Les principaux vecteurs de FVR
À partir des isolements du virus FVR durant ou après des périodes épidémiques et/ou épizootiques de nombreuses espèces d’arthropodes appartenant à des familles et genres différents ont été suspectés d’être les vecteurs du virus. MEEGAN & BAILEY (1988) avaient déjà répertorié une trentaine d’espèces de moustiques et autres diptères (Culicoides, Simulies) infectés par le virus FVR dans la nature, ce qui peut expliquer la capacité du virus à apparaître dans un grand nombre de biotopes. Au Sénégal, le virus a d’abord été isolé à partir de femelles d’Ae. dalzieli en 1974 puis en 1983, il était alors appelé virus Zinga (MEEGAN et al, 1983). En 1993, le virus a été isolé à Barkedji à partir d’Ae. ochraceus et d’Ae. vexans (FONTENILLE et al, 1995a). Le virus a été trouvé chez Cx. poicilipes en 1998 (DIALLO et al, 2000a). Par la suite le virus a été isolé de Cx. poicilipes, Ae. vexans, Ma. africana et Ae. fowleri à Barkedji en 2002 et 2003 (BA et al., en révision).
MATERIELS ET METHODES
Zone d’étude
Notre étude a été conduite dans la zone de Barkedji (15o 17′ N, 14o 53′ W) située dans la région éco- géographique et sylvopastorale du Ferlo au Sénégal (Figure I). Plus de la moitié du cheptel national se trouve dans cette partie nord du pays. Elle est localisée dans le département de Linguère.
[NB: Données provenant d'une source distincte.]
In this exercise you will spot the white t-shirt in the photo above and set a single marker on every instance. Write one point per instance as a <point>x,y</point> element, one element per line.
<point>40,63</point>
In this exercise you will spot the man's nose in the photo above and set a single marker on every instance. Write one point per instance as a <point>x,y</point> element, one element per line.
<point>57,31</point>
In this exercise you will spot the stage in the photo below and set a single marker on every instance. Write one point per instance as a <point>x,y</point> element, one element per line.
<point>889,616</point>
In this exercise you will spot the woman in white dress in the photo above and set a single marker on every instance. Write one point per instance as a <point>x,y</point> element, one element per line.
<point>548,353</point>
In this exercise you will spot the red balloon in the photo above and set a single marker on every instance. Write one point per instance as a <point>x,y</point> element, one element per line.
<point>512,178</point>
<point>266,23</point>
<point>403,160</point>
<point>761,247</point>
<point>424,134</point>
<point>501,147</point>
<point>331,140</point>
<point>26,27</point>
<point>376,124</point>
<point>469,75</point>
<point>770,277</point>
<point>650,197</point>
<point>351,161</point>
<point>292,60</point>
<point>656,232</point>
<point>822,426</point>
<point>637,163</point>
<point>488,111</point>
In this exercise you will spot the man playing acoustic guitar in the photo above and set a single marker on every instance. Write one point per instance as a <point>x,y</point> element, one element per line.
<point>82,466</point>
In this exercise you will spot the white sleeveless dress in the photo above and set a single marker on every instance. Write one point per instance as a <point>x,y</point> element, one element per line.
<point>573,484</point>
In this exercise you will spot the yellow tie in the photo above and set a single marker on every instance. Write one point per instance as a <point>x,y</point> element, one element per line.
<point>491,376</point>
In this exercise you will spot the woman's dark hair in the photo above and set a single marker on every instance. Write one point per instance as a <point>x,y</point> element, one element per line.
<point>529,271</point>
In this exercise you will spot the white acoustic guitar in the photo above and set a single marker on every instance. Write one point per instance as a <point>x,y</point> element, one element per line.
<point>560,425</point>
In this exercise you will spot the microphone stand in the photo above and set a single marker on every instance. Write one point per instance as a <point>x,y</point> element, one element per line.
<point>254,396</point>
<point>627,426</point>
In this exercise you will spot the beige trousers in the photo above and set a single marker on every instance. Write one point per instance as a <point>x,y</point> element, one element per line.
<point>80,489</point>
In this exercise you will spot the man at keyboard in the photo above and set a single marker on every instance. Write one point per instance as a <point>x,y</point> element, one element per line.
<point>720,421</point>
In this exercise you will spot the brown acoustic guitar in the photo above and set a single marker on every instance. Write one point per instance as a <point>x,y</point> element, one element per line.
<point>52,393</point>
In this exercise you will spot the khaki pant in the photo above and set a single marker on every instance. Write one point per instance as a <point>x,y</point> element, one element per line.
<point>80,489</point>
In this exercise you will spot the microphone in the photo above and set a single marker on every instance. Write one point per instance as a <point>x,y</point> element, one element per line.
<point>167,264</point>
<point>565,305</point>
Elle se trouve dans une zone écologique de savane arbustive ( Photo 1) soumise à un climat sahélien avec une mousson d’été (saison des pluies) allant de juillet à octobre. La pluviométrie moyenne annuelle est faible et irrégulière (300 à 500 mm). Une pluviométrie exceptionnelle a été enregistrée cette année. La zone présente un réseau de mares temporaires qui sont mises en eau dès les premières pluies. Ces mares sont généralement en eau durant toute la saison pluvieuse et les plus grandes persistent 2 à 3 mois après l’hivernage. En plus d’être la source d’eau où se rencontrent la population et le bétail, les mares sont les habitats naturels de nombreux oiseaux, reptiles, amphibiens et rongeurs sauvages. Les Peulhs constituent la majorité de la population. Ils effectuent des migrations saisonnières, avec leur cheptel à la recherche de pâturages à l’intérieur du pays. Ces migrations saisonnières entraînent une augmentation considérable de la population et du bétail dans la région juste au début de la saison pluvieuse lors de leur retour. Le bétail est constitué principalement de bovins, d’ovins (Photo 2) et de caprins et dans une moindre importance d’équins. Les villages sont de taille variable et peuvent être constitués d’une seule famille avec quelques cases en pailles (photo 3).